Lokalsport Kletter-Nachwuchs erstürmt Hilden

Mettmann · Zwei Tage kämpfen die besten jugendlichen Kletterer in der "Bergstation" um den Deutschen Jugend-Cup.

 Hannah Meul aus Köln ist die Einzige, die auch die ganz schwere Passage an der Kletterwand meistert. Ihr Lohn: Lauter Jubel und der Sieg im "Lead"-Klettern.

Hannah Meul aus Köln ist die Einzige, die auch die ganz schwere Passage an der Kletterwand meistert. Ihr Lohn: Lauter Jubel und der Sieg im "Lead"-Klettern.

Foto: Falk janning

Konzentriert baut sich Sophie Dietrich vor der 20 Meter hohen Wand auf, die sie gleich mit ihren Fingerspitzen erobern will.

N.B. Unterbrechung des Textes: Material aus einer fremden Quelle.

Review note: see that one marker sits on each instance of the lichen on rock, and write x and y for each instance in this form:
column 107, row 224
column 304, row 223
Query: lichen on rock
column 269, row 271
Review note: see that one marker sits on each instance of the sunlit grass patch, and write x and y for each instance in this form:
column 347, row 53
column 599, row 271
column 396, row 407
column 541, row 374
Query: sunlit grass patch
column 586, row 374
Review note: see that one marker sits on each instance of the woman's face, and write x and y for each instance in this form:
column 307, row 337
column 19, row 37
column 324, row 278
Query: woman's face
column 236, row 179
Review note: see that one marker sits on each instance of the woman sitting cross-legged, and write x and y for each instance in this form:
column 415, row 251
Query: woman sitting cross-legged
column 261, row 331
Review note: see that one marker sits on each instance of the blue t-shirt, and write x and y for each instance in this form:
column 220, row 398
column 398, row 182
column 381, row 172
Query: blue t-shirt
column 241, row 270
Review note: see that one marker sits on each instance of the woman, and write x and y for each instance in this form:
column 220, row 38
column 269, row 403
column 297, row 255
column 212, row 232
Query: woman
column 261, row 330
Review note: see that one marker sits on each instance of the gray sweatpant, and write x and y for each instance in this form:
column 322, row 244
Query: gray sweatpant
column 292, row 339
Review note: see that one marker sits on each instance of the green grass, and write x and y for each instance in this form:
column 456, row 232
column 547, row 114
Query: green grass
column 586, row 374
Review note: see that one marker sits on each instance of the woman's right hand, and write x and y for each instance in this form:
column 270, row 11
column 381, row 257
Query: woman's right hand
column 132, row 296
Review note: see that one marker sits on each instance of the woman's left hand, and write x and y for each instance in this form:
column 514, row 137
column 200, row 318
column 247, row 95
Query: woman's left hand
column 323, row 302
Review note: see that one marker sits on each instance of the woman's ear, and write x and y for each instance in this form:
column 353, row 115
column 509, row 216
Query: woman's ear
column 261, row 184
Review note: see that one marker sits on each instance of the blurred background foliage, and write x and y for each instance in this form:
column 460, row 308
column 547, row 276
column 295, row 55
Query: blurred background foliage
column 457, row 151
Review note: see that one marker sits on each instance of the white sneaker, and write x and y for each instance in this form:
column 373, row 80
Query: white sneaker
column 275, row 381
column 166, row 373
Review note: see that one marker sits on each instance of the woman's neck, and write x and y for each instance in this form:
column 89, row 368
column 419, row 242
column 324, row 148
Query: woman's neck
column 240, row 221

Ihr Blick wandert nach oben. Eine halbe Minute Zeit hat die 16-jährige Düsseldorferin, um sich ihre Route an die Spitze zu überlegen, die Punkte zu finden, wo sie die Hände ausschütteln kann, danach bleiben ihr sechs Zeigerumdrehungen, um bis an die Spitze zu klettern. Sie studiert Griffe und Tritte, ihre Hände bewegen sich dazu in der Luft. Dann umfasst sie den ersten Griff und startet den Angriff auf die Spitze. Sie setzt die Füße an die überhängende Wand, holt mit einer Drehbewegung Schwung und hangelt sich spinnenartig zu den nächsten Griffen.

Sophie Dietrich gehört zu Deutschlands besten Nachwuchskletterern und startet beim Deutschen Jugendcup, der für zwei Tage Station in der Kletterhalle Hilden macht und in der Disziplin Over all ausgetragen wird, die aus Lead (Sportklettern mit Seil), Speed (die Geschwindigkeit entscheidet über den Sieg) und Bouldern (Freiklettern ohne Seil in Absprunghöhe über der Weichbodenmatte) besteht.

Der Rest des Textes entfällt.